In my high school years in the mid-1990s, I went through ska/punk phase where me and my friend Scott would really get into the underground stuff on the tiny labels. Rancid were, of course, a lot bigger than that, being on the relatively better-known Epitaph records and crossing over with MTV airplay with a couple of videos. (There was even a major label bidding war for the rights to Wolves, but the band stuck with Epitaph for its release.) But in my mind (and record collection) they’ve outlived The Descendents, The Mighty Mighty Bosstones, Sick of It All, (early) Green Day, Gorilla Biscuits, etc., and still sound fresh and exciting today. It certainly doesn’t hurt that the first thirteen tracks could have essentially all been singles. But “Ruby Soho,” “Time Bomb,” and “Roots Radicals” were definitely worthy representatives for airplay, and for the most part there isn’t a dull moment. The album gets a little long from track fourteen to nineteen, but that’s OK, the rest is so worth it.
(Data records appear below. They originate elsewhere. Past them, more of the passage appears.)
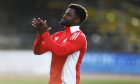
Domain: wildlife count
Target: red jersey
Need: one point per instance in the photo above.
(68, 48)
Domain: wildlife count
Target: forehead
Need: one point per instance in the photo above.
(70, 10)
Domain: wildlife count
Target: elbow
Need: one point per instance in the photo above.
(58, 53)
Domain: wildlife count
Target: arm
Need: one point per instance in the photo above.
(39, 46)
(69, 47)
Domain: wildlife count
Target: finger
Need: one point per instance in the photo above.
(35, 20)
(40, 21)
(49, 29)
(45, 22)
(34, 25)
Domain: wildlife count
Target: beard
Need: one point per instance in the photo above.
(66, 22)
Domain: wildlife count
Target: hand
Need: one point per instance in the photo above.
(40, 25)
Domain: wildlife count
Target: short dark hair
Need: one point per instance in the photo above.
(80, 11)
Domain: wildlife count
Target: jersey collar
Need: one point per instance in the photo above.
(74, 29)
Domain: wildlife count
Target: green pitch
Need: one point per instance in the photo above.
(82, 82)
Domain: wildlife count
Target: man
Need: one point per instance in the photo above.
(67, 47)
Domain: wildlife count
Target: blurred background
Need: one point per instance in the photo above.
(112, 30)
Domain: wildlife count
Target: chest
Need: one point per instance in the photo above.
(62, 39)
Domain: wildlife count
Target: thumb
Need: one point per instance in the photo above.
(49, 29)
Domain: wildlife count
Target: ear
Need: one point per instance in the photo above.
(77, 20)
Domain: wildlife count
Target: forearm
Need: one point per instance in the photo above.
(38, 47)
(58, 49)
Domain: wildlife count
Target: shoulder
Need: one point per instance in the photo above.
(57, 34)
(78, 35)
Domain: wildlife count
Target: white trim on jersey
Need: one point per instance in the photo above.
(74, 29)
(69, 69)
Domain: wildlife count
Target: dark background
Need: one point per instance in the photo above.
(112, 25)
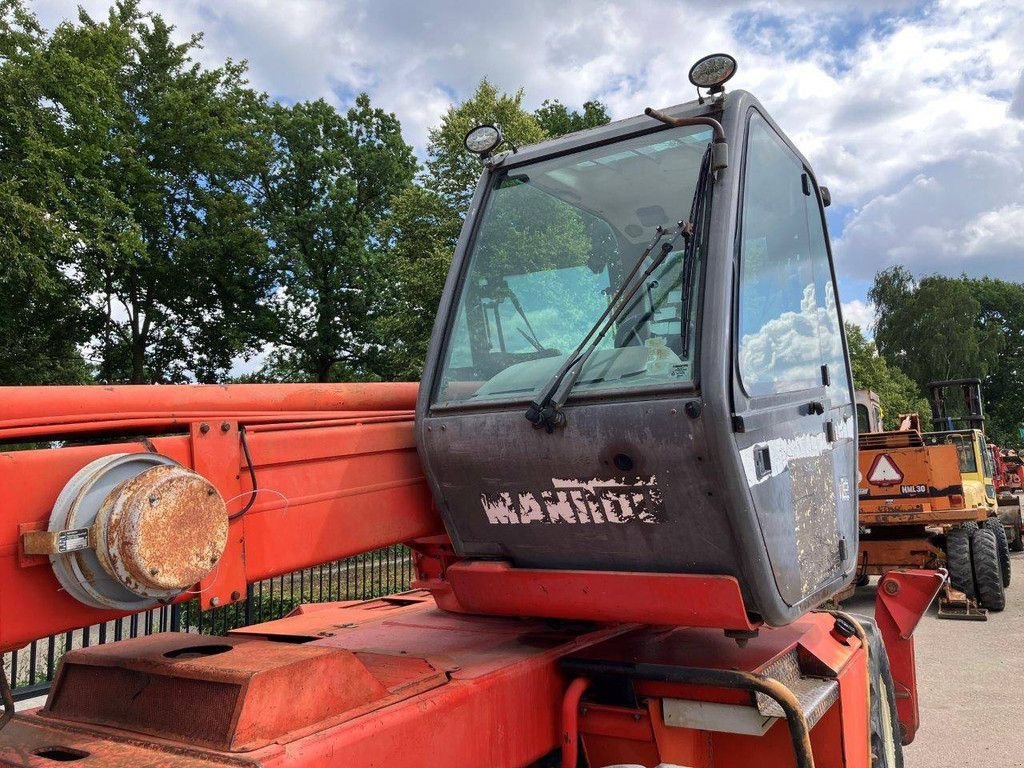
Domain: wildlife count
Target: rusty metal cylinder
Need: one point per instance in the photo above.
(162, 530)
(154, 528)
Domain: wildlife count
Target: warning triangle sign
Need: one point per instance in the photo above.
(884, 471)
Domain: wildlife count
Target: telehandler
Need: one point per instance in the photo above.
(630, 479)
(928, 500)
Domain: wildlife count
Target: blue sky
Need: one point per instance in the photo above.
(911, 113)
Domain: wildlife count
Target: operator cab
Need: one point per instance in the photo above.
(639, 364)
(960, 421)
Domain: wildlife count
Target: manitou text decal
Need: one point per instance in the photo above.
(579, 502)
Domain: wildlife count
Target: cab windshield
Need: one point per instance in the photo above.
(553, 243)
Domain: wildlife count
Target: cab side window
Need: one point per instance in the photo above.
(788, 320)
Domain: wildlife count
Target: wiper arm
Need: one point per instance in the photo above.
(546, 410)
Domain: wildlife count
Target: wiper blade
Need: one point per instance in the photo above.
(546, 410)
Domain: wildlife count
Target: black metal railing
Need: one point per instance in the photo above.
(382, 571)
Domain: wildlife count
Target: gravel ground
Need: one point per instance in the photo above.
(971, 683)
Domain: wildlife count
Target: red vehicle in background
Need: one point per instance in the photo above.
(1009, 479)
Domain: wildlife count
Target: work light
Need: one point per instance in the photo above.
(713, 71)
(483, 139)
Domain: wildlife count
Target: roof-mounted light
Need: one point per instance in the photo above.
(713, 72)
(483, 139)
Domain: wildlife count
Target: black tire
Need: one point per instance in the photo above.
(958, 561)
(995, 525)
(987, 576)
(887, 735)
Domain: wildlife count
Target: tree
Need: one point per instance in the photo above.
(420, 236)
(1003, 313)
(897, 392)
(418, 239)
(41, 326)
(930, 328)
(453, 172)
(556, 120)
(950, 328)
(166, 241)
(331, 181)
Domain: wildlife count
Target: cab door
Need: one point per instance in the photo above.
(794, 421)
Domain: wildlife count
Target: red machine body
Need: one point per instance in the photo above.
(1009, 475)
(480, 665)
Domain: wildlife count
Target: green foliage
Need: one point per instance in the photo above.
(161, 218)
(331, 182)
(453, 172)
(897, 392)
(41, 323)
(420, 236)
(556, 119)
(415, 253)
(930, 329)
(155, 153)
(1003, 314)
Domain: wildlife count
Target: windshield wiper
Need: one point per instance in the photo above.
(546, 410)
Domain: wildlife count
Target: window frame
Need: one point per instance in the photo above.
(493, 176)
(794, 395)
My fascination with this genre was pretty short lived, but I actually did get to a Warped Tour event (admittedly not with Rancid on the bill), the be-all/end-all tour of the various shades of punk (pop-, mall-, emo-, hardcore-, etc.). It was hot, sweaty, and the bands all kind of sounded the same by the end – a parking lot in Philly in July is not the best place to see a concert, especially not one where you’re required to bounce and mosh and be stupid all day. Maybe I just wasn’t cut out for this scene. Fine by me.